Mindfulness

By Gunnel Tesfa, RSW

Gunnel Tesfa is a Registered Social Worker with more than 25 years in the field. Gunnel is a compassionate, understanding and efficient therapist who continues to find new ways of helping her clients.
Mindfulness is a way of looking at our experiences that can change the intensity of our negative emotions (for example hurt, anxiety, anger). It helps us to make these emotions less incapacitating. At the same time, mindfulness can increase our confidence and sense of control over our life.

What is mindfulness?

A simple definition would be:

“Paying close attention to our physical, mental, and emotional experiences as they are unfolding moment to moment, while using a non-judgmental, non-reactive and accepting attitude toward them.”

The practice of mindfulness has a long tradition in eastern spirituality. Western psychology has recognized how useful mindfulness practice can be to address a variety of problems, such as depression, anxiety, trauma, addiction, and difficulties with relationships.
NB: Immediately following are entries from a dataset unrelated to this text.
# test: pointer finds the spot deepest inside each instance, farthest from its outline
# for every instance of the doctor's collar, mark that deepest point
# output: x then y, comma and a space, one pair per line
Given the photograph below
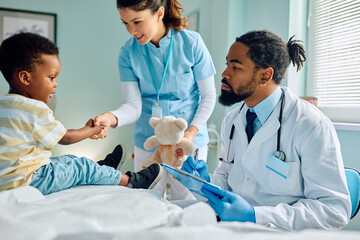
264, 108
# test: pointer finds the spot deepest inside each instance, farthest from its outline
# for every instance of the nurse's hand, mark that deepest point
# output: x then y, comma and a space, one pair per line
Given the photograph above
232, 207
199, 168
105, 121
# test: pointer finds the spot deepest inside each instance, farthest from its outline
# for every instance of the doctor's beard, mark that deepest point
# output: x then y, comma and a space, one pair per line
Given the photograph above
228, 98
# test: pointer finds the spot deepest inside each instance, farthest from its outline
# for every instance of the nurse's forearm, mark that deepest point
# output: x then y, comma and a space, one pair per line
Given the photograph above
207, 103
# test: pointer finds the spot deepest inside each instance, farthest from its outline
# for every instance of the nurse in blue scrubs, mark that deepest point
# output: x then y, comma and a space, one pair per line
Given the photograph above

A therapist who uses mindfulness in their work can teach you the core principles of mindfulness.

Portrait of a woman doing mindless exercises

Paying close attention to our experiences as they are unfolding

How Mindfulness Works

Mindfulness is also often used by therapists in conjunction with other techniques, such as CBT (Cognitive Behaviour Therapy) which creates a very potent tool for lasting change. One of the many things I find personally useful is that it teaches us how to slow down our reaction to events.

When we take this extra time to react, it gives us more control over how to react. We start realizing that often our reactions, including emotional reactions such as fear, panic, helplessness, anger, etc., are conditioned. These are often learned ways of reacting, which seem to arise almost instinctively. We don’t usually feel that our emotional reactions to events are a matter of choice.

Lightening our load

Mindfulness gives us a space in which we can examine the event and evaluate it. Perhaps we would react differently, in ways that create less suffering for us and those around us.

It can also lighten the load we carry with ourselves. This is the load of regrets or painful memories from the past, and worries and anxieties about the future.

Mindfulness can help us focus on the here and now – the only time we actually can control and influence! This practice can teach us how to bring our best selves into each moment as it unfolds, to create a more peaceful and content state of mind.